After testifying for the first time in awhile yesterday, I was told by a woman in our ward that I was a "deep thinker". My first gut reaction was not positive (though naturally I covered this fairly graciously, knowing her intent was to compliment and not insult.) After thinking about it for some time, I realized a few reasons why I am not complimented by this.

First, I think no more deeply than anyone else. I spend far too much time on trivialities of daily life, and struggles with things I should have already mastered.

Second, by labeling me a "deep thinker", people are subconsciously excusing themselves from pondering over gospel topics. They are saying, essentially, that I think about the gospel because that is what I am, not because that is what I choose to do.

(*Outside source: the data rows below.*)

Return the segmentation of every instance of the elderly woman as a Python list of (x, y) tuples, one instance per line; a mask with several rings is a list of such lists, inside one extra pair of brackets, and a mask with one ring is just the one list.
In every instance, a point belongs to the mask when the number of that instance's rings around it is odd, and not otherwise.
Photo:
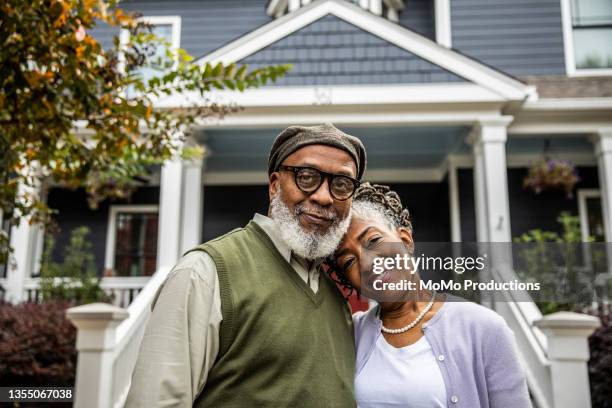
[[(373, 279), (389, 280), (371, 273), (374, 257), (411, 253), (412, 225), (386, 186), (363, 184), (352, 211), (330, 264), (341, 283), (361, 291)], [(499, 315), (427, 291), (392, 300), (353, 316), (359, 407), (531, 406), (513, 334)]]

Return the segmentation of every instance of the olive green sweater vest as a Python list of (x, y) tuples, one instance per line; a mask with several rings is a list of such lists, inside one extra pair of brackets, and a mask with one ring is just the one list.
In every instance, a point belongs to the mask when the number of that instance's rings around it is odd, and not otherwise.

Lastly, I have also been labeled a "Kolob chaser" by a few in my ward. (Although the term is my words, not theirs.) As a person who chases after the so-called "deep doctrines", which in my mind are anything but deep, I am easily ignored as being too caught up in non-essentials, too "scholastic". This has cost me dearly at times, and probably will again in the future. All that is beside the fact that there are many, many more people historically and doctrinally educated than I am.

The truth is I really don't care too much about where Kolob is, how Heavenly Mother fits into the grander scheme of things, or how exactly Mary conceived Jesus. I don't do more than occasionally briefly speculate on such things. I try not to spend too much time on them because I figure that my spirit already knows them, they are just hidden behind the veil of mortality. I'm not particularly interested in wasting my time trying to guess at things I must already know or will more accurately learn after this life, and things that have little bearing on my duties to God here in mortality.

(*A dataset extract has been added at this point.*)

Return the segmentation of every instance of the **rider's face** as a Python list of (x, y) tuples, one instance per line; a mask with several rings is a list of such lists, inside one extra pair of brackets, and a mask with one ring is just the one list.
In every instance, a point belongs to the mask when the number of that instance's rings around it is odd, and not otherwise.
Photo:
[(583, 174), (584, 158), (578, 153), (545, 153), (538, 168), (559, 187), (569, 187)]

I do, however, take the gospel very seriously. I spend a lot of time self-analyzing and looking for ways to bring myself in closer alignment with God, ways to listen and respond better to the Spirit, ways to purge myself of resentment and other dark feelings before they become habits. That is no more than any disciple of Christ does. It is not particularly special or laudable.

A much better compliment to me would be something along the lines of, "you must really love the Lord." Because I want to. That is my life and my goal, however imperfectly I pursue it. I want to love the Lord not merely through my emotions, but through my actions, in a way that glorifies and serves Him.

I want to be someone in whom He can be "well pleased." That would be a compliment indeed.